# Gallery > Finished Maps >  Just another random fantasy world map

## enanoakd

Hello, this is my first post here (hope I'm not breaking any rules). 

I'm interested in mapmaking since a while now, but I still have a lot to learn.
Well, the truth is that I was bored the other day and tried to return to my old love, cartography. Since no idea appeared in my mind, I started to drop lines here and there and this is the final result...

I used mostly generic fantasy names for the places since there's no real intentions behind this like writing a novel or use it for a tabletop rpg. Again, I was just bored. So feel free to use it if you like it. Also, sorry but you might find some typo since english is not my native language.

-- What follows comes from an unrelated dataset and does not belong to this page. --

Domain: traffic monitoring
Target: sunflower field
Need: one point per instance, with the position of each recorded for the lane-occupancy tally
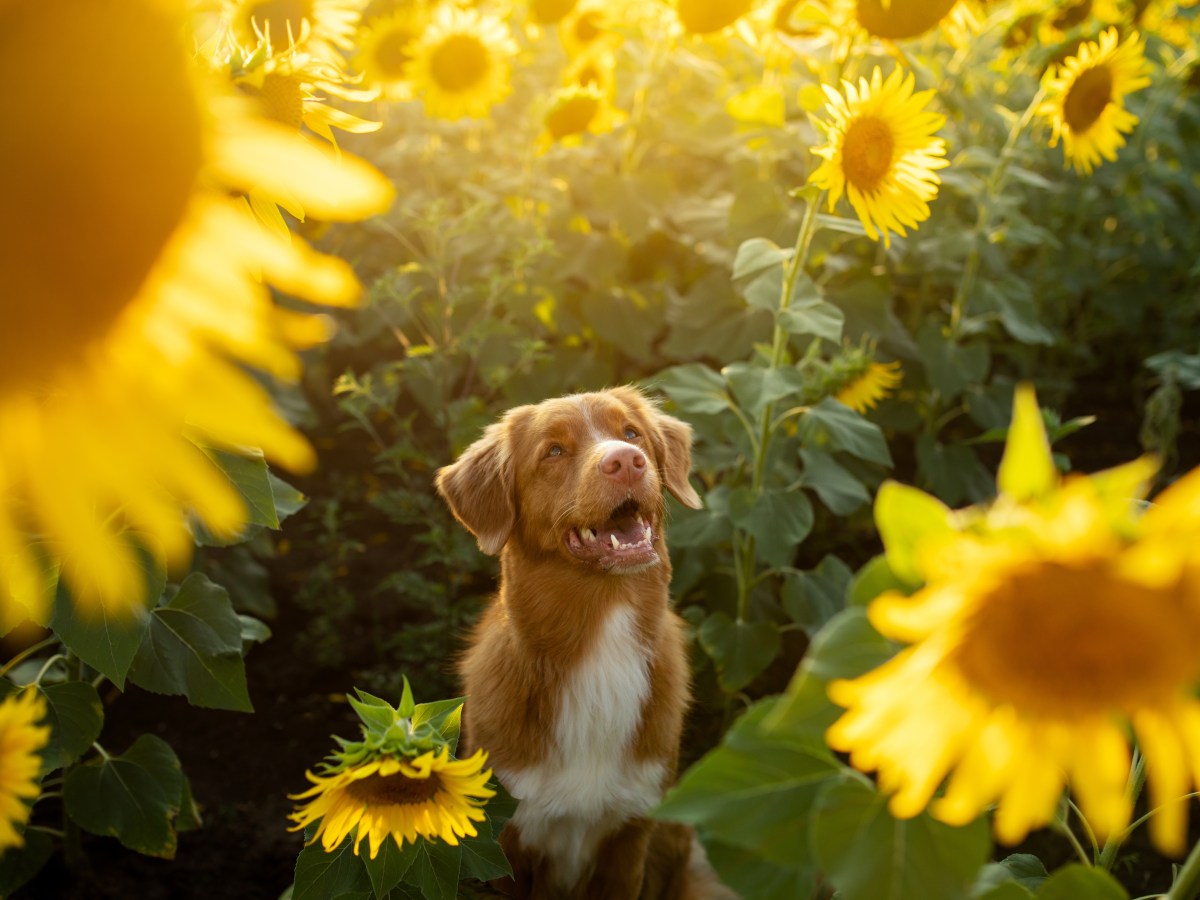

It was made in Adobe Photoshop CS6, using some mountain and tree brushes made by eragon2589 and bob the magic hobo respectively that I found on DeviantArt.

Cheers!

----------


## Kellerica

Nice first post! Always nice to see fellow Photoshop mappers. Vibrant, warm colors and I love the texturing on the ocean. The forest icons used maybe don't quite go with the mountains, but overall I think the look is pretty solid.

Welcome to the Guild!  :Smile:

----------


## DrWho42

hope it's the first in many maps to come!  :Smile:  i too enjoy the choice in warm colours~

----------